Skip to main content

JupyterHub Spawner using systemd for resource isolation

Project description

**`Features <#features>`__** \| **`Requirements <#requirements>`__** \|
**`Installation <#installation>`__** \|
**`Configuration <#configuration>`__** \| **`Getting
help <#getting-help>`__** \| **`License <#license>`__** \|
**`Resources <#resources>`__**

systemdspawner
==============

The **systemdspawner** enables JupyterHub to spawn single-user notebook
servers using
`systemd <https://www.freedesktop.org/wiki/Software/systemd/>`__.

Features
--------

If you want to use Linux Containers (Docker, rkt, etc) for isolation and
security benefits, but don't want the headache and complexity of
container image management, then you should use the SystemdSpawner.

With the **systemdspawner**, you get to use the familiar, traditional
system administration tools, whether you love or meh them, without
having to learn an extra layer of container related tooling.

The following features are currently available:

1. Limit maximum memory permitted to each user.

If they request more memory than this, it will not be granted
(``malloc`` will fail, which will manifest in different ways depending
on the programming language you are using).

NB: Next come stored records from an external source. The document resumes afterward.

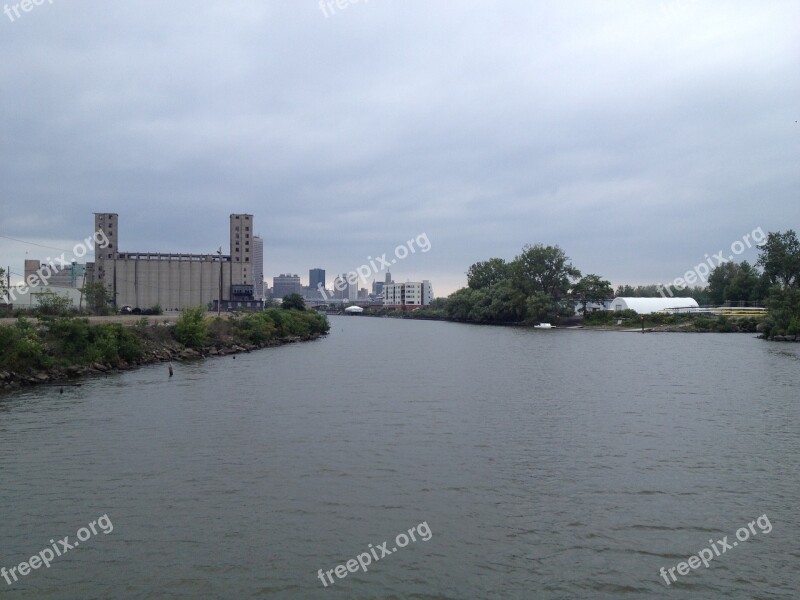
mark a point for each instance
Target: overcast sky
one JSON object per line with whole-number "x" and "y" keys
{"x": 638, "y": 135}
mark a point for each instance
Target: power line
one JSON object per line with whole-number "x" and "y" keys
{"x": 33, "y": 243}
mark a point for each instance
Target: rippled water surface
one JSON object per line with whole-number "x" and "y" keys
{"x": 547, "y": 464}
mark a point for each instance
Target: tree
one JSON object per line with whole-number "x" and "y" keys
{"x": 780, "y": 257}
{"x": 293, "y": 301}
{"x": 97, "y": 297}
{"x": 543, "y": 270}
{"x": 487, "y": 273}
{"x": 592, "y": 288}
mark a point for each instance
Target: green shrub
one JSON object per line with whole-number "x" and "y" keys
{"x": 192, "y": 329}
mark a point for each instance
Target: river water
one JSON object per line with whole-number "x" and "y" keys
{"x": 538, "y": 464}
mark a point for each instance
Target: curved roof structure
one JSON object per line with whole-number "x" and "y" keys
{"x": 645, "y": 306}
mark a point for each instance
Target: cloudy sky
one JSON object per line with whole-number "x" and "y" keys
{"x": 638, "y": 135}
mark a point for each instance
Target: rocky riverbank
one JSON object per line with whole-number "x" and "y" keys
{"x": 162, "y": 353}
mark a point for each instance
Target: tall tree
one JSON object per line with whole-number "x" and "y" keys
{"x": 780, "y": 257}
{"x": 592, "y": 288}
{"x": 487, "y": 273}
{"x": 543, "y": 270}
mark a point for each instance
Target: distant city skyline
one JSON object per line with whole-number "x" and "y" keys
{"x": 637, "y": 136}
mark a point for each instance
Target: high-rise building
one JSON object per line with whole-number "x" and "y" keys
{"x": 407, "y": 295}
{"x": 285, "y": 284}
{"x": 258, "y": 267}
{"x": 340, "y": 287}
{"x": 315, "y": 278}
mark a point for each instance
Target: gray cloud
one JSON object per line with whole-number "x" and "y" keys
{"x": 638, "y": 136}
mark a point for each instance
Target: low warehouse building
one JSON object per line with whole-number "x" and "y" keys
{"x": 645, "y": 306}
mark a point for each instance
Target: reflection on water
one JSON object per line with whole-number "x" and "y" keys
{"x": 548, "y": 464}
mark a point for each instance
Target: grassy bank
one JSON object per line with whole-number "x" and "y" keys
{"x": 54, "y": 348}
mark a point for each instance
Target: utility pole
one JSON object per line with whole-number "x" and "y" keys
{"x": 219, "y": 301}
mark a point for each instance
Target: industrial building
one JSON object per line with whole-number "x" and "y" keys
{"x": 645, "y": 306}
{"x": 285, "y": 284}
{"x": 176, "y": 281}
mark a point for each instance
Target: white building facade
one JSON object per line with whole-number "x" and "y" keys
{"x": 409, "y": 295}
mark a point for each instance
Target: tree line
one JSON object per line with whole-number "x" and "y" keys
{"x": 542, "y": 284}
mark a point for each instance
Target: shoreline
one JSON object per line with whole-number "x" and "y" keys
{"x": 71, "y": 375}
{"x": 673, "y": 328}
{"x": 157, "y": 350}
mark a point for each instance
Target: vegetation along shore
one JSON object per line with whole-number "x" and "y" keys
{"x": 55, "y": 348}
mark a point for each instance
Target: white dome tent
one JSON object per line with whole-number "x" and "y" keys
{"x": 646, "y": 306}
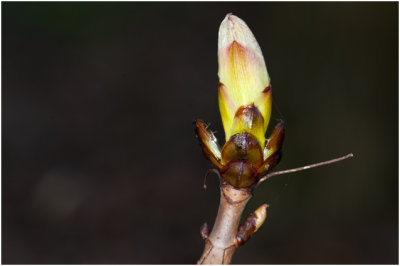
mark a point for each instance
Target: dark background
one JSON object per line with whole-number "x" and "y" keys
{"x": 99, "y": 159}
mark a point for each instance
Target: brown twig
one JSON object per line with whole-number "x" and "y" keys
{"x": 304, "y": 167}
{"x": 220, "y": 244}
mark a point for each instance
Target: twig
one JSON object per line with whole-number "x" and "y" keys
{"x": 304, "y": 167}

2. Limit maximum CPU available to each user.

3. Provide fair scheduling to users independent of the number of
processes they are running.

For example, if User A is running 100 CPU hogging processes, it will
usually mean User B's 2 CPU hogging processes will never get enough CPU
time as scheduling is traditionally per-process. With Systemd Spawner,
both these users' processes will as a whole get the same amount of CPU
time, regardless of number of processes being run. Good news if you are
User B.

4. Accurate accounting of memory and CPU usage (via cgroups, which
systemd uses internally).

You can check this out with ``systemd-cgtop``.

5. ``/tmp`` isolation.

Each user gets their own ``/tmp``, to prevent accidental information
leakage.

6. Spawn notebook servers as specific local users on the system.

This can replace the need for using SudoSpawner.

7. Restrict users from being able to sudo to root (or as other users)
from within the notebook.

This is an additional security measure to make sure that a compromise of
a jupyterhub notebook instance doesn't allow root access.

8. Restrict what paths users can write to.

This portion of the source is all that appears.